C’è qualcosa di “sublime”, non so se lo percepite anche voi. Io non ho mai attraversato territori simili, leggendo. Ci sono altre due cose che fa Herr, e poi non dirò più niente, perché altro non serve: riferisce della stupidità e del fascino della guerra. Riesce a fare queste due cose tanto diverse nello stesso momento e con la stessa efficacia, risultando due volte credibile. Usa tutta una schiera di personaggi meravigliosi e tragici, che mi sono rimasti a tal punto dentro, che terminata la lettura ho dovuto perdere un’ora su Internet per cercarne i volti, adoperando Google e Youtube: mi è sembrato di impazzire quando mi sono reso conto di avere avuto a che fare, per tutta la durata di quelle 290 pagine, con persone reali, che sono esistite veramente, la maggior parte delle quali è ancora viva, soprattutto reporter, fotografi, ma anche soldati semplici, berretti verdi e generali. Qualcuno degli scatti fotografici di cui parla Herr nel libro li ho ritrovati su Internet e, non lo so, non riesco bene a spiegarlo, ma è stato come fermarsi in macchina, in prossimità delle strisce pedonali, e vedere attraversare il capitano Achab. Come stendere l’asciugamano in spiaggia e vedere a riva Santiago col suo gigantesco marlin tenuto ancor all'amo sulla spalla. Dici no, non può essere vero: non può essere successo tutto sul serio.

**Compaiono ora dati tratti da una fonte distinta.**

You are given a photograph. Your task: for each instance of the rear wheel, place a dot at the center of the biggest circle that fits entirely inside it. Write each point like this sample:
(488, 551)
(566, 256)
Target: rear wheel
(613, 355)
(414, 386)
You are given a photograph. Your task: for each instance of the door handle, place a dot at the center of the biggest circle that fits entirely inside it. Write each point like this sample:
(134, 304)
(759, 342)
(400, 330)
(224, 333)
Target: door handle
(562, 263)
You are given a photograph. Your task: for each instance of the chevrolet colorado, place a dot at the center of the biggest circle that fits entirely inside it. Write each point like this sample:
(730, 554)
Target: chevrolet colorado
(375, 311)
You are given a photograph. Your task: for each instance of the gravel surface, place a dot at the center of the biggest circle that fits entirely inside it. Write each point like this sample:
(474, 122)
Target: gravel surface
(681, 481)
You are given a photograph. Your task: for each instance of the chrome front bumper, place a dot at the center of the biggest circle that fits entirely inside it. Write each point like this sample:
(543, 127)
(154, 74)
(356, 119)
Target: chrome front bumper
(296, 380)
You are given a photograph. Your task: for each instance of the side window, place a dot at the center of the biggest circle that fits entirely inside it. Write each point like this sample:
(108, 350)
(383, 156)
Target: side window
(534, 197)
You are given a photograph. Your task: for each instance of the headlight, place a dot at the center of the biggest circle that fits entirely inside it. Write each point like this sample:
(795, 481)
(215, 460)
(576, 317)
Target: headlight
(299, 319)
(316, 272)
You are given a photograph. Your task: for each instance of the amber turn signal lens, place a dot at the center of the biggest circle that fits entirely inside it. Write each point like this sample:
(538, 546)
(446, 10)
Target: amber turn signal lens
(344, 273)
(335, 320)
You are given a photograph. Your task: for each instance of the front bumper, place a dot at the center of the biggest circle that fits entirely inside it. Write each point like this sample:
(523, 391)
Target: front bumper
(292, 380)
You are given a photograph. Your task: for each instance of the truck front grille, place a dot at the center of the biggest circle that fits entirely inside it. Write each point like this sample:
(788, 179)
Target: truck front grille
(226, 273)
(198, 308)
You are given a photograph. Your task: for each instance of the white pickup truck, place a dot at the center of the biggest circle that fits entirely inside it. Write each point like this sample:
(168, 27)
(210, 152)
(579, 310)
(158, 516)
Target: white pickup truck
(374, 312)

La stupidità della guerra.
È un tema carissimo a “Dispacci”. C’è un passaggio che fa addirittura sorridere (ce ne sono molti che fanno proprio ridere) in cui Herr racconta di questo colonnello «il quale era convinto che ogni uomo sotto il suo comando avesse bisogno di fare l’esperienza del combattimento, così ordinò a tutti i cuochi e i furieri e i soldati della sussistenza di prendere gli M-16 e uscire in perlustrazione notturna, e una volta tutti i suoi cuochi furono sterminati in un’imboscata».

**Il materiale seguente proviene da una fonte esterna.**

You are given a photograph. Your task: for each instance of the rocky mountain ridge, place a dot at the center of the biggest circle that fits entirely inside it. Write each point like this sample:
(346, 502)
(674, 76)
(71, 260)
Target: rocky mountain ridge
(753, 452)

Sembra un anticlimax di Woody Allen e invece è successo veramente mentre i nostri genitori si mettevano i pantaloni a zampa d’elefante per andare all’Università.
Il fascino della guerra.
Sentite come ne parla Herr, che racconta l’esperienza di uno dei suoi amici più cari, laggiù in Vietnam, Tim Page, anche lui reporter di guerra, il quale un bel giorno, ormai tutti ritornati alle loro vite borghesi, riceve la proposta da un editore inglese di scrivere un libro intitolato “Basta con la guerra”, il cui scopo sarebbe stato di “togliere fascino alle guerra:
Page non riusciva a mandarla giù. «Togliere fascino alla guerra! Ti rendi conto, porca miseria, e come diavolo si fa, eh? Va' un po’ a togliere fascino a uno Huey, va’ a togliere fascino a uno Sheridan... Tu sei capace di togliere fascino a un Cobra? A un buono spinello a China Beach? È come togliere fascino a un M-79, togliere fascino a Flynn». Indicò una foto fatta da lui, Flynn che rideva con un’espressione da pazzo, di trionfo («Stiamo vincendo», diceva). «Non c’è niente che non va in quel ragazzo, non è vero? Permetteresti a tua figlia di sposare quell’uomo? Ooooh, la guerra ti fa bene, a questo non puoi togliere fascino. È come cercare di togliere fascino ai Rolling Stones». Non riusciva veramente a trovare le parole e agitava le mani in su e in giù per sottolineare l’assoluta follia della cosa.
«Cioè, tu lo sai, non si può fare proprio!». Entrambi ci stringemmo nelle spalle e scoppiammo a ridere, poi per un istante Page apparve molto pensoso. «Solo l’idea è delirante», disse. «Ooooh, che ridere! Togliere il maledetto fascino alla maledetta guerra.»
Leggete “Dispacci” di Michael Herr.
Vi appassionerete non alla guerra, ma al suo esatto opposto, qualunque esso sia.
Forse perché, per dirla con le sue stesse parole, «dopo tutto le storie di guerra non sono altro che storie di persone».
1 commento:
Non ha scritto alcunché, ma Carlos Mavroleon è un altro reporter, un altro Uomo, alla cui storia ti consiglio di dedicare qualche minuto.